We have to be clear, however, and remember that there is a distinction between the positive and the permissive will of God. The God I pray to does not positively inflict damage and disaster; permitting it, however, is another story that leads to considerations of the uses of human freedom. It prompts thoughts, in the Katrina context, about our human responsibility for prevention and repair. Much of what happened in New Orleans could have been prevented by better engineering and stronger political will; the need for both is now urgent as recovery efforts begin.
Is God trying to tell us something? Maybe. God's message would surely be one of love. Love for the victims, love also for the rest of us survivors, rescue workers, caregivers, and observers who, in response to God's love, can now show ourselves to possess a faith, hope, and love strong enough to sustain the generosity, resourcefulness, and commitment needed to rebuild New Orleans and the Gulf Coast communities (not to mention the rebuilding that still remains to be done in South Asia in the wake of the tsunami). The need will be there for decades to come.
Those of us on this side of the globe, moved as we were by the spectacle of death and destruction in South Asia, should be thinking of ourselves more frequently and consistently as global citizens with responsibilities toward those on the other side of the world with whom we share the same human nature. We should be more inclined to share our wealth and technology with those in such desperate need. Enough months have passed since the tsunami hit South Asia to give us a fair measure of our seriousness in this regard. We don't have all that much to brag about.

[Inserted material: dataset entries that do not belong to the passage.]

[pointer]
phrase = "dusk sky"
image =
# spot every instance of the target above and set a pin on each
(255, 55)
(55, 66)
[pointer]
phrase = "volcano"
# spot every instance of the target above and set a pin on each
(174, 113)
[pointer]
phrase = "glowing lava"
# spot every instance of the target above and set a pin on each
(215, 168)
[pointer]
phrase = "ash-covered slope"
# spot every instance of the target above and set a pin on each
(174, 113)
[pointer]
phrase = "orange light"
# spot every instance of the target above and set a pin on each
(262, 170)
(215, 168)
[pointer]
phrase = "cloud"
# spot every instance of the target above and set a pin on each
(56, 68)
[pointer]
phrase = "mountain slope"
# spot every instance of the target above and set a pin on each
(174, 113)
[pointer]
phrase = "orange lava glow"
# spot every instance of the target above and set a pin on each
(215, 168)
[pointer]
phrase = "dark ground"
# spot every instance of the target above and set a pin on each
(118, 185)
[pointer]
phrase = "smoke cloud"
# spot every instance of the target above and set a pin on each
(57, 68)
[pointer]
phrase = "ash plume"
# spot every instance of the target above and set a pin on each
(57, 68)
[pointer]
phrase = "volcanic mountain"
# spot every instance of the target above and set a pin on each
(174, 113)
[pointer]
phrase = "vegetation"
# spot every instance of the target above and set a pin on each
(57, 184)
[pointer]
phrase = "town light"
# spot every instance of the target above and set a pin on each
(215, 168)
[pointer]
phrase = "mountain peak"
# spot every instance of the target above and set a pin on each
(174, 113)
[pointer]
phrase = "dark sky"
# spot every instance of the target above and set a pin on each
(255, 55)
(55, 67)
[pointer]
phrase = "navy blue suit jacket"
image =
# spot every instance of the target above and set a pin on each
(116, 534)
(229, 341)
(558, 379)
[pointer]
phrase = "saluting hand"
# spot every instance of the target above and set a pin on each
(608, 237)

Remembering the distinction between the positive and the permissive wills of God, we have to acknowledge that God did not strike in either of these instances; a natural disaster did. Why and to what purpose, then, did God, the creator of all things natural, permit it? I can't say and don't know anyone who can.
Depending on the quality and quantity of our response to natural disasters, however, we might come to see ourselves as somehow better off for the experience--larger of heart, more fully human, participants in a consciousness of human solidarity never known before. But the evidence for that will have to be measurable; it will have to become visible in terms of peace, justice, economic development, and love for one another.

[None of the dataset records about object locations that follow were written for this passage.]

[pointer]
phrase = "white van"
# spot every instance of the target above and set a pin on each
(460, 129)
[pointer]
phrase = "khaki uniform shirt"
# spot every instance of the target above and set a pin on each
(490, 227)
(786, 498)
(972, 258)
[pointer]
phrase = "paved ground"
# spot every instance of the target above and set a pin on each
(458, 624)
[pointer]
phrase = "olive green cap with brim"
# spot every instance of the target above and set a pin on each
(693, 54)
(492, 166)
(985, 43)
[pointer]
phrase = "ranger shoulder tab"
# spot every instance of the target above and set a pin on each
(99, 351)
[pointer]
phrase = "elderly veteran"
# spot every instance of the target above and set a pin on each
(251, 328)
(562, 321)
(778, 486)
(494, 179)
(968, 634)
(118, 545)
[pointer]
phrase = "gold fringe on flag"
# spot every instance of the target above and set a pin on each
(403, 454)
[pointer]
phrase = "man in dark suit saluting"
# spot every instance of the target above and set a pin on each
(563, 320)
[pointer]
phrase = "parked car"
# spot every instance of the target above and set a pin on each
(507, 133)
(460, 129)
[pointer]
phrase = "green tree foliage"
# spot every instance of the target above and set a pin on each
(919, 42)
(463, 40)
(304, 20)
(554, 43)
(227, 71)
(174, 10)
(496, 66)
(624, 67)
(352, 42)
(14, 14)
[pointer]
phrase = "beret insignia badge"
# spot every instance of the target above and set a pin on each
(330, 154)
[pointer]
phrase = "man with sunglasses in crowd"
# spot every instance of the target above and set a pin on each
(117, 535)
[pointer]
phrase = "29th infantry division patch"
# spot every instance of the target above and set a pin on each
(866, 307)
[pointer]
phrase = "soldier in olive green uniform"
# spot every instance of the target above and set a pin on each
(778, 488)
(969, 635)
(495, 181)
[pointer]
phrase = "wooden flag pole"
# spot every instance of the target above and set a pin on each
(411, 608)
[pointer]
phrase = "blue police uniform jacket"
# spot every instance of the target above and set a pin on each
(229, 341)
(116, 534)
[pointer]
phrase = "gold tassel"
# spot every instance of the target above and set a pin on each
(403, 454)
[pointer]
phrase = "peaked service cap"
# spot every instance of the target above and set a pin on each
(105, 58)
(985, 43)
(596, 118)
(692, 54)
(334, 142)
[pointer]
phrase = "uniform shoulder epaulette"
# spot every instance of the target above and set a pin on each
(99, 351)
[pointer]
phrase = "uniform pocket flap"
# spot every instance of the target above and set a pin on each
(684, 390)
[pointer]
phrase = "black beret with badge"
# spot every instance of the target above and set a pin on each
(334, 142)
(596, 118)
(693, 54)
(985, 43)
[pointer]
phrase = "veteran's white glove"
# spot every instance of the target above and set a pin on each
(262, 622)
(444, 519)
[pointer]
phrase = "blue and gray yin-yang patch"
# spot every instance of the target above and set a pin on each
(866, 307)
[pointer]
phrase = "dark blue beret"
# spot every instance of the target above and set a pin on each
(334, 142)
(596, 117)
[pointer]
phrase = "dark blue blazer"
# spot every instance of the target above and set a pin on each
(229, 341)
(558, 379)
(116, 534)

There is now so much evidence to the contrary in our world, including the corner of the world we call New Orleans, that our hope is strained and our faith is being put to the test. Only shame can accompany our growing awareness that those most heavily hit in New Orleans were poor, black people living on the margins in a city that for years has displayed characteristics of a Third World country. Too many white, rich, and powerful people have been content to do nothing about the situation, just to coexist for years with the poverty and racism in the city we like to call The Big Easy. Not so easy now.
St. Basil the Great said, "Sin is the misuse of powers given us by God for doing good." How we Americans use our power now in rebuilding the Gulf Coast and the city of New Orleans has something to say about our prospects for avoiding sin and working out our own salvation. And how we use our intellectual power to come up with a way of neutralizing, destroying, diffusing, or dissolving slow-moving hurricanes long before they come ashore is not just a scientific and engineering question, but a genuine moral challenge.
I suspect there were doubters, even scoffers, when President John F. Kennedy said that within a decade we would put a man on the moon. Many thought it couldn't be done. I'd like to hear President George W. Bush make a similar declaration now with respect to neutralizing hurricanes before they hit shore. Perhaps it cannot be done; I don't know. Perhaps science holds no solution along these lines. But I'd rest easier if I knew that no scientific stone is being left unturned in the search for such a solution.